ノンパン

ベトナム航空で衝撃的な思い出は初めて”飛行機”で痴漢というものをされた事だった。

その後山手線五反田~目黒間で痴漢をされた示談金でGWにベトナムへの旅行を決行した訳だから聊かそういうものに縁があるのかもしれない。

旅で何かを得たかというと毎回そうではない気がする。寧ろ何かを捨てる事ができると言ったほうがしっくりとくる。
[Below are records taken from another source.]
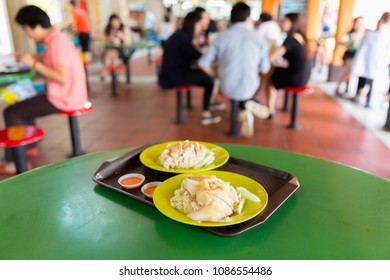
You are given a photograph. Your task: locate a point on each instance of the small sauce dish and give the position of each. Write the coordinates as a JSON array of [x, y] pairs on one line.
[[148, 189], [131, 181]]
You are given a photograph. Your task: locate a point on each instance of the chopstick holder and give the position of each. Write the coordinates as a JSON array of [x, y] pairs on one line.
[[109, 167]]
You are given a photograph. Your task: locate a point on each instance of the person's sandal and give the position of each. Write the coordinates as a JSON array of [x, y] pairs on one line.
[[260, 111]]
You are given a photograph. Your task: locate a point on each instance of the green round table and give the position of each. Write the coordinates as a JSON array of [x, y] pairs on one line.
[[10, 78], [58, 212]]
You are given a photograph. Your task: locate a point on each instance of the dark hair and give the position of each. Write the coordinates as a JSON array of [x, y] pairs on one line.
[[189, 23], [240, 12], [296, 24], [264, 17], [199, 10], [108, 27], [32, 16], [353, 29], [385, 17]]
もしかしたら日本人の集団が好きじゃないのかもしれないし、或いは異国の地で”なりたい自分”が表現できるのが心地いいのかもしれない。これは取り立てて日本社会が悪いと一方的に糾弾できるわけではなく、自身が人の目を気にしすぎている事に原因があるのかもしれない。

”好きな人といる時は、

自分の事も好きになる”

誰かが言っていた言葉をふと思い出したと同時にそれは誰かから言われた言葉でもあった。

個人的に他人の恋愛観をうんぬん言う訳ではないが。

”もうお帰りになるんですか?”とカフェの店員が聞く。

ええ、今から日本に帰りますと告げると、ああ惜しい、ずっと君の事を見ていました、できればお茶をしようかと誘おうと思っていた、と残念そうに言われた。

日本人であることも理由だがカンボジアでは相当に気に入られる事が多い。

ベトナムでもそうだったのかもしれない。滞在中に2回ほど知り合った男性にI LOVE YOUと告げられた。

”そんな1日で知った女に好きだなんて、私の価値も下がったもんだ”

ホイアンはやっぱり好きな街だが、ダナンは今回で嫌いになった。


(お前は他人を勘違いさせる”くせ”があると友人や先輩に言われた事がある、だから今まで何人も傷つけたかもしれないし、私に返ってきたのは今まで自分が他人にしたことへのカルマなのかもしれない。)

人は確証の持てない不安がある時には実体のない事にすがるものだ、だから過酷な状況だったり、ライフラインとしての豊作を祈るために古来から宗教が発展されてきた。

様々な歴史を経てそれは多種多様に変わった。特に現代の日本人には馴染みが薄いが本来の形は人々の不安からの払拭でもある。

「宗教上の不幸は、一つには現実の不幸の表現であり、一つには現実の不幸にたいする抗議である。宗教は、なやめるもののため息であり、心なき世界の心情であるとともに精神なき状態の精神である。それは民衆のアヘンである」

(ヘーゲル法哲学批判・序説)

そんな自分にリンクしたのは意外にも大学時代に少し学んだマルクス主義の思想だった。当時チベット・中国問題を扱うにあたって毛沢東の文化大革命を理解する必要があった。

 
わたしの中の東南アジアは何か憧れだとか”神格化”されたものだったのかもしれないが、ある程度の滞在で日常化された今は知る由もない。

そのような事を考えてふと可笑しくなってしまった。

”アヘン”になってしまった恋愛は当面は懲り懲りだけど。



シェムリアップで会った特徴的なお兄さんにハッパの話を聞く。

”そういうの、使うのはいいけど、一緒にやる人は選んでね”

”ええ、むしろお兄さんかおじさんに盛られて、効いてきちゃったね、今から気持ちよくなろうねって言われたほうがいいと思うんですが。”
やってみたいと思ったら最後だからこれが帰国予定日でよかった。